Le père a trépassé. Toute la famille tunisienne est rassemblée. Devant la mort, les querelles et les animosités s'effacent. Les plus farouches rivaux d'hier s'inclinent. C'est dans le deuil que se mesure l'humanité des vivants. Derrière le cercueil, on compte des défections. Le négligeant sera méprisé à jamais.

Mohamed Béji Caïed Essebsi, Président vénéré de la nation est mort le jour anniversaire de la fondation de la République. Ce n'était pas un hasard, seulement l'ultime élégance d'un homme bien élevé respectueux des convenances républicaines. Les intégristes impénitents auront noté qu'Allah ne lui a pas permis d'expirer un saint vendredi et qu'il n'a pas été enterré dans les délais prescrits. Qu'importe, pour avoir de son vivant abondamment cité le coran à bon escient, l'homme était en règle avec sa conscience. Il était au sens propre du terme, un séculier, un homme de son époque que le grand âge n'avait pas enfermé dans le conservatisme et l'aigreur des bigots. Il a éclairé le peuple et défendu la cause des femmes ; l'Histoire dira la part de lumière qui lui revient de l'héritage de Bourguiba.

Si Béji devait son charisme à son sourire toujours bienveillant et à sa bonne humeur permanente. Toujours optimiste, jamais maussade, il donnait l'impression d'aimer pareillement les heureuses et les mauvaises surprises de la vie. Ce comportement qui est une règle de bienséance dans l'aristocratie tunisoise s'était bonifiée avec l'âge. Ses mimiques, sa gestuelle, son vocabulaire, absolument tout chez lui était authentiquement tunisien. Aucun homme politique - pas même Bourguiba - n'a jamais partagé cette intime complicité avec son peuple. Son comportement trahissait avec fierté son identité, sa nationalité, sa tunisianité. Pour le comprendre, il faut aller le surprendre – dans une séquence filmée après une interview au studio de Shems FM – fredonner l'hymne à la vie de la célèbre et regrettée diva Oulaya dont il proclamait que « jamais elle ne mourra ». Dans les pensées de chaque Tunisien, Béji aussi vivra encore longtemps.

Les Tunisiens ont suivi à la loupe les détails des funérailles nationales à l'organisation impécable. Ils ont compté les amis présents et jugé la sincérité de leur comportement.
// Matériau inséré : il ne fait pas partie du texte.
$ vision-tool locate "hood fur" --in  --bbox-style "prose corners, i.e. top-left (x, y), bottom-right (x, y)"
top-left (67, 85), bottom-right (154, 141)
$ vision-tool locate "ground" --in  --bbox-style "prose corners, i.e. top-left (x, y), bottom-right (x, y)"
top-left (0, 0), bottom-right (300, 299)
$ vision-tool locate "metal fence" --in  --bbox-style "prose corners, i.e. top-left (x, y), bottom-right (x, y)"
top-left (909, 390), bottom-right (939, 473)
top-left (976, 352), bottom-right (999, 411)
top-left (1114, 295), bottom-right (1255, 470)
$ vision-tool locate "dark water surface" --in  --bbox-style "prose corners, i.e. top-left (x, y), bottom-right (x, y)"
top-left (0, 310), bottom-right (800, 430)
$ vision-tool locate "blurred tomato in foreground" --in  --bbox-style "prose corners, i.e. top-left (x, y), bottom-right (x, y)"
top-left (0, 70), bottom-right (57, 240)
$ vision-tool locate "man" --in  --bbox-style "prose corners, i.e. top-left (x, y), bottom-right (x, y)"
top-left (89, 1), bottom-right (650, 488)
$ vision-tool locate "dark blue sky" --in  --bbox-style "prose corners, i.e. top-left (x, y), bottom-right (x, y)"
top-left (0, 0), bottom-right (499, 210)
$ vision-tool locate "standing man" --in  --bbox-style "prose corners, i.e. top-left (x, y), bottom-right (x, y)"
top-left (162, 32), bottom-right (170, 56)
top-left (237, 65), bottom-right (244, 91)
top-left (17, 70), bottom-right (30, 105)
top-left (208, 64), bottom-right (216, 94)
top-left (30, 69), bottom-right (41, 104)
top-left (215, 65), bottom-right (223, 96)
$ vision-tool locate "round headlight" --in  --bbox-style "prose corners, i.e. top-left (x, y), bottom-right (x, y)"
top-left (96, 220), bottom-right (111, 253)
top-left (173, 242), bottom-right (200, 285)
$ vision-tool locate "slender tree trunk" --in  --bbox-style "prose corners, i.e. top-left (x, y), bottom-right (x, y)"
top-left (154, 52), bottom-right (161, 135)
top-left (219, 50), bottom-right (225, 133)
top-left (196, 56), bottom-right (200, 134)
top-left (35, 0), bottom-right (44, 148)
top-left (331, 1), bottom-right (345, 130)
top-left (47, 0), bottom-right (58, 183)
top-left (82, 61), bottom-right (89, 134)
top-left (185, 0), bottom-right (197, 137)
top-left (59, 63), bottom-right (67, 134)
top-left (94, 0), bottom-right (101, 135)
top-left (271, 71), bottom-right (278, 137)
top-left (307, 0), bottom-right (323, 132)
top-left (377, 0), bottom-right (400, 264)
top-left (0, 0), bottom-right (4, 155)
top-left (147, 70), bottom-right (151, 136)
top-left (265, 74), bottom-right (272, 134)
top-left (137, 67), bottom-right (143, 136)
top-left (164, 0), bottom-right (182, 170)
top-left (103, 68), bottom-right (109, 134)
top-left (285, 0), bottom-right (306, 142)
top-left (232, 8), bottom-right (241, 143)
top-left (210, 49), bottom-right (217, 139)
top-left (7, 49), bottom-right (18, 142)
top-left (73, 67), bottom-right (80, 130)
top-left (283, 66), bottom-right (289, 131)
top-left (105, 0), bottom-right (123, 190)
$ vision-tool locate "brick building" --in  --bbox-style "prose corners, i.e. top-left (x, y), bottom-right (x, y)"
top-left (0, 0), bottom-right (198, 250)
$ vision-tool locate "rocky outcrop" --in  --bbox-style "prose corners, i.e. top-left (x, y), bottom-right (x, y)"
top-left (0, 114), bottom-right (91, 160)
À l'exception notable de l'Italien, aucun chef d'État ou de gouvernement du voisinage ne manquait à l'appel. L'Algérien, le Libyen, le Maltais, l'Espagnol, le Français et même le plus lointain Portugais. Du Proche Orient ne s'étaient déplacé que le Président Palestinien et l'Émir du Qatar. Bien entendu, ces présences à haut niveau et les autres a minima ont une signification éminemment diplomatique. Pour les Tunisiens, elles dessinent le cercle de leurs amis au nombre desquels il faut ajouter tous les pays qui ont décrété un deuil national et mis leur drapeau en berne comme la Jordanie, l'Égypte, le Liban, la Mauritanie et même Cuba.

Les discours d'hommages prononcés par les chefs d'États avaient valeur d'engagement envers une Tunisie en situation d'incertitude politique et de détresse économique. De ce point de vue le message du Président Algérien Ben Salah qui assure l'intérim d'une transition délicate et celui du Président Libyen Sarraj qui affronte une guerre civile auront été malgré ces circonstances, très réconfortants. Celui de Felipe VI s'exprimant en français fut sans surprise celui d'un grand d'Espagne. Celui d'Emmanuel Macron fut en tous points exemplaire. Dans une courte improvisation il a rendu hommage à l'homme, son pays, sa famille et complétant la parole par le geste, il a embrassé comme du bon pain la veuve du défunt. À la mode tunisienne. Il connait nos usages, ils est des nôtres, c'est un ami ont pensé tous les Tunisiens en le voyant sur les écrans de télévision.